Pass Set 0 Set 1 Set 2 Purpose
SkyboxPass ✅ GlobalUBO ✅ Bindless Reads inv_view_projection, camera_position, skybox_cubemap_index, ibl_rotation_* from UBO; samples cubemaps[] from bindless
TonemappingPass ✅ GlobalUBO ✅ Bindless ✅ Render Targets Reads exposure and debug_render_mode from UBO; samples rt_hdr_color from Set 2 binding 0

The TonemappingPass is one of only two passes that bind Set 2 (the other being the ForwardPass). Set 2 uses PARTIALLY_BOUND flag — not all 7 bindings are valid in every frame, but each shader guards access with feature flags or only accesses bindings it knows are populated.

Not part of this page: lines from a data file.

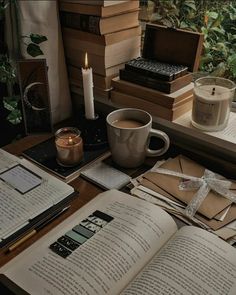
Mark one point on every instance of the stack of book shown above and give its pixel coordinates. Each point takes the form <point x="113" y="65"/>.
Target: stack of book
<point x="108" y="31"/>
<point x="157" y="103"/>
<point x="160" y="81"/>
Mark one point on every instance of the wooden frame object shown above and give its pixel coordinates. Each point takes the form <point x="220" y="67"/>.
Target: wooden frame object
<point x="35" y="95"/>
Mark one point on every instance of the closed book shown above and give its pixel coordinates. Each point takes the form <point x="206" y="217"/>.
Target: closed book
<point x="103" y="82"/>
<point x="123" y="100"/>
<point x="107" y="39"/>
<point x="97" y="2"/>
<point x="101" y="71"/>
<point x="109" y="52"/>
<point x="98" y="10"/>
<point x="96" y="24"/>
<point x="164" y="86"/>
<point x="167" y="100"/>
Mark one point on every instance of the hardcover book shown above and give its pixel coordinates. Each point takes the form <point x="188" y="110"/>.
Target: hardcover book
<point x="107" y="39"/>
<point x="164" y="86"/>
<point x="171" y="100"/>
<point x="98" y="25"/>
<point x="123" y="100"/>
<point x="99" y="10"/>
<point x="119" y="244"/>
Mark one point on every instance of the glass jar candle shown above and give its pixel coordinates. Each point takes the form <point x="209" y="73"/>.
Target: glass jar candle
<point x="212" y="103"/>
<point x="69" y="146"/>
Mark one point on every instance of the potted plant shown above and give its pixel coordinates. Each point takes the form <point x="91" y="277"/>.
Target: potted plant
<point x="10" y="99"/>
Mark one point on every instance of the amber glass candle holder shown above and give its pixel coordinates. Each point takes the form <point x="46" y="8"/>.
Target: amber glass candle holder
<point x="69" y="146"/>
<point x="212" y="103"/>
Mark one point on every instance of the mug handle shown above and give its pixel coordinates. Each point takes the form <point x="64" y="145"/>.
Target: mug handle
<point x="158" y="134"/>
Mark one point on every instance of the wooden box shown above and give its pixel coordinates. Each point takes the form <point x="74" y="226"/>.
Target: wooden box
<point x="175" y="46"/>
<point x="168" y="45"/>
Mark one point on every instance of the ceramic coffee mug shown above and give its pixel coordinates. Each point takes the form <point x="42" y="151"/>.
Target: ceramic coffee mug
<point x="129" y="132"/>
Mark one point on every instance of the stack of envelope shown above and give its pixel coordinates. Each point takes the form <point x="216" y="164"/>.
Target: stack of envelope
<point x="216" y="212"/>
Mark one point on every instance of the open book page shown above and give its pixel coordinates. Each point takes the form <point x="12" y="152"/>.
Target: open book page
<point x="25" y="192"/>
<point x="194" y="261"/>
<point x="106" y="262"/>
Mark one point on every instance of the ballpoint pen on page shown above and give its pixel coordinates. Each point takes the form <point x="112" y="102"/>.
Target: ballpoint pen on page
<point x="37" y="228"/>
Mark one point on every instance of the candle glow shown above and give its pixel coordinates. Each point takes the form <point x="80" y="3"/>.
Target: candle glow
<point x="87" y="75"/>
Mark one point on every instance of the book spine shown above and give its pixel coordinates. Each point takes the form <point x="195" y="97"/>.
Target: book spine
<point x="83" y="22"/>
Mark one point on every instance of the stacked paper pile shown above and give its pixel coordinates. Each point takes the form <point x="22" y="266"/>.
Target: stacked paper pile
<point x="179" y="187"/>
<point x="108" y="31"/>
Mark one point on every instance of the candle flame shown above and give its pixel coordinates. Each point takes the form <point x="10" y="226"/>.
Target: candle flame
<point x="70" y="141"/>
<point x="86" y="61"/>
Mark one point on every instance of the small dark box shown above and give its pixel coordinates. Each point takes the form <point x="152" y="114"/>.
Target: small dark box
<point x="178" y="49"/>
<point x="173" y="46"/>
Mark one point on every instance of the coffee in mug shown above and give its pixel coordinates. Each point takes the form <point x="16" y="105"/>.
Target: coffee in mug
<point x="129" y="132"/>
<point x="127" y="123"/>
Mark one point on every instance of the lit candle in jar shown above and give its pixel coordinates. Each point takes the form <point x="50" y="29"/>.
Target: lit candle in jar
<point x="212" y="103"/>
<point x="69" y="146"/>
<point x="87" y="75"/>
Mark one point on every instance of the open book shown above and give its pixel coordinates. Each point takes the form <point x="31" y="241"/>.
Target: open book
<point x="29" y="197"/>
<point x="138" y="250"/>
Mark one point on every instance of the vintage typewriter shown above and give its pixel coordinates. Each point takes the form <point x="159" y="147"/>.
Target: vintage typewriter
<point x="155" y="69"/>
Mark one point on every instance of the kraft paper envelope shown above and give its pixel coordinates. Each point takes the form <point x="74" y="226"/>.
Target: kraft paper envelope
<point x="212" y="223"/>
<point x="211" y="206"/>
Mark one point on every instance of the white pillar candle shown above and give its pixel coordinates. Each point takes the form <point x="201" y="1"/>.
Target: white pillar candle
<point x="211" y="106"/>
<point x="87" y="75"/>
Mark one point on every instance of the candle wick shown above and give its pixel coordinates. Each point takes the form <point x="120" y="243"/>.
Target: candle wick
<point x="70" y="141"/>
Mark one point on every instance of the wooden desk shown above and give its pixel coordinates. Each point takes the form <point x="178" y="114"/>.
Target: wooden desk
<point x="87" y="191"/>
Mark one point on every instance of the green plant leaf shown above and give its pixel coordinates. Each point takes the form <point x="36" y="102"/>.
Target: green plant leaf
<point x="232" y="64"/>
<point x="212" y="14"/>
<point x="15" y="117"/>
<point x="34" y="50"/>
<point x="36" y="38"/>
<point x="10" y="102"/>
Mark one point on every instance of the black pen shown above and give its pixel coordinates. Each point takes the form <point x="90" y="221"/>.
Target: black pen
<point x="36" y="229"/>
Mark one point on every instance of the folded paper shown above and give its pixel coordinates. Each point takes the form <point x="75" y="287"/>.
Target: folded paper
<point x="213" y="204"/>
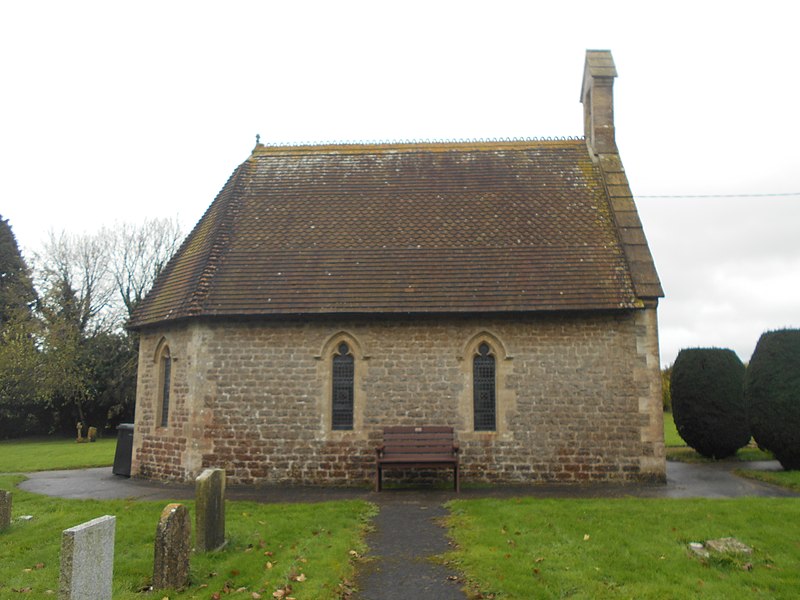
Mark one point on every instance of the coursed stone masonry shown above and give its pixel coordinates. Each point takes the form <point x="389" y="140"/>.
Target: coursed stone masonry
<point x="578" y="397"/>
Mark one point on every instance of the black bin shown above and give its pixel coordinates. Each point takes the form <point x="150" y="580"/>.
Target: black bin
<point x="122" y="457"/>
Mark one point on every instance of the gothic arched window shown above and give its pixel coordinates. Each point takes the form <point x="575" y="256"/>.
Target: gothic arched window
<point x="483" y="389"/>
<point x="165" y="378"/>
<point x="342" y="388"/>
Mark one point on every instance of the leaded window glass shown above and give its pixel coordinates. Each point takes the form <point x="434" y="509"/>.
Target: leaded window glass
<point x="342" y="400"/>
<point x="483" y="389"/>
<point x="166" y="377"/>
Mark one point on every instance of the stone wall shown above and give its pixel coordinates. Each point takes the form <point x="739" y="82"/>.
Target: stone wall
<point x="578" y="397"/>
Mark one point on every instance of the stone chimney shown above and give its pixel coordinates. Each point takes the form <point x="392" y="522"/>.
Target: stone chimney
<point x="597" y="96"/>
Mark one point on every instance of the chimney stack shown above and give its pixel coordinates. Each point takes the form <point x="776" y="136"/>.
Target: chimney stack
<point x="597" y="96"/>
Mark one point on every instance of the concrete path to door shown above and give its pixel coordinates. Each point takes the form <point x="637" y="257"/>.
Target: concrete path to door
<point x="407" y="529"/>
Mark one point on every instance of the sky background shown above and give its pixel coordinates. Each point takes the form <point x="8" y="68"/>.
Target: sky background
<point x="116" y="111"/>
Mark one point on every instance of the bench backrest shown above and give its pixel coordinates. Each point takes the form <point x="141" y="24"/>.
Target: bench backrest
<point x="418" y="440"/>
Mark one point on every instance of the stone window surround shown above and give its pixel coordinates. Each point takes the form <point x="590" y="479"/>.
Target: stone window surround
<point x="161" y="354"/>
<point x="505" y="398"/>
<point x="325" y="373"/>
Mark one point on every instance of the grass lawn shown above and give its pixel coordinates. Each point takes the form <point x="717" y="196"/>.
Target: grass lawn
<point x="42" y="454"/>
<point x="269" y="545"/>
<point x="624" y="548"/>
<point x="787" y="479"/>
<point x="678" y="450"/>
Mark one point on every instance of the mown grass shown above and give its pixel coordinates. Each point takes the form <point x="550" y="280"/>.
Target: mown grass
<point x="310" y="540"/>
<point x="23" y="456"/>
<point x="678" y="450"/>
<point x="787" y="479"/>
<point x="624" y="548"/>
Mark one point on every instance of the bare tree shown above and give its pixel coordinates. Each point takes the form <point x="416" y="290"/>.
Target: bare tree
<point x="73" y="274"/>
<point x="139" y="253"/>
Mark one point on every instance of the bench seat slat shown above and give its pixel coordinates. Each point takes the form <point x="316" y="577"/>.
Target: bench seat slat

Sources: skybox_pass.cpp, tonemapping_pass.cpp, bindings.glsl

Runtime Controls

Both passes respond to runtime parameters controlled through the Debug UI:

  • Skybox toggle: RenderFeatures::skybox checkbox controls whether the SkyboxPass is recorded into the render graph
  • IBL Rotation: Horizontal rotation of the environment cubemap, applied via ibl_rotation_sin/ibl_rotation_cos in the GlobalUBO
  • Exposure (EV): Slider controlling the linear exposure multiplier via pow(2, ev), applied in the tonemapping shader before the ACES curve
  • Debug render modes: When set to values ≥ 4 (Normal, Metallic, Roughness, AO, etc.), the tonemapping pass enters passthrough mode, bypassing ACES and exposure

Sources: debug_ui.cpp, debug_ui.h

Shader Hot Reload

Both passes implement the same fault-tolerant hot-reload pattern via rebuild_pipelines(). Shaders are compiled first; if compilation fails, the old pipeline remains active and a warning is logged. Only after successful compilation is the old pipeline destroyed and replaced. The caller (Renderer) is responsible for ensuring GPU idle state via vkQueueWaitIdle before invoking rebuild_pipelines().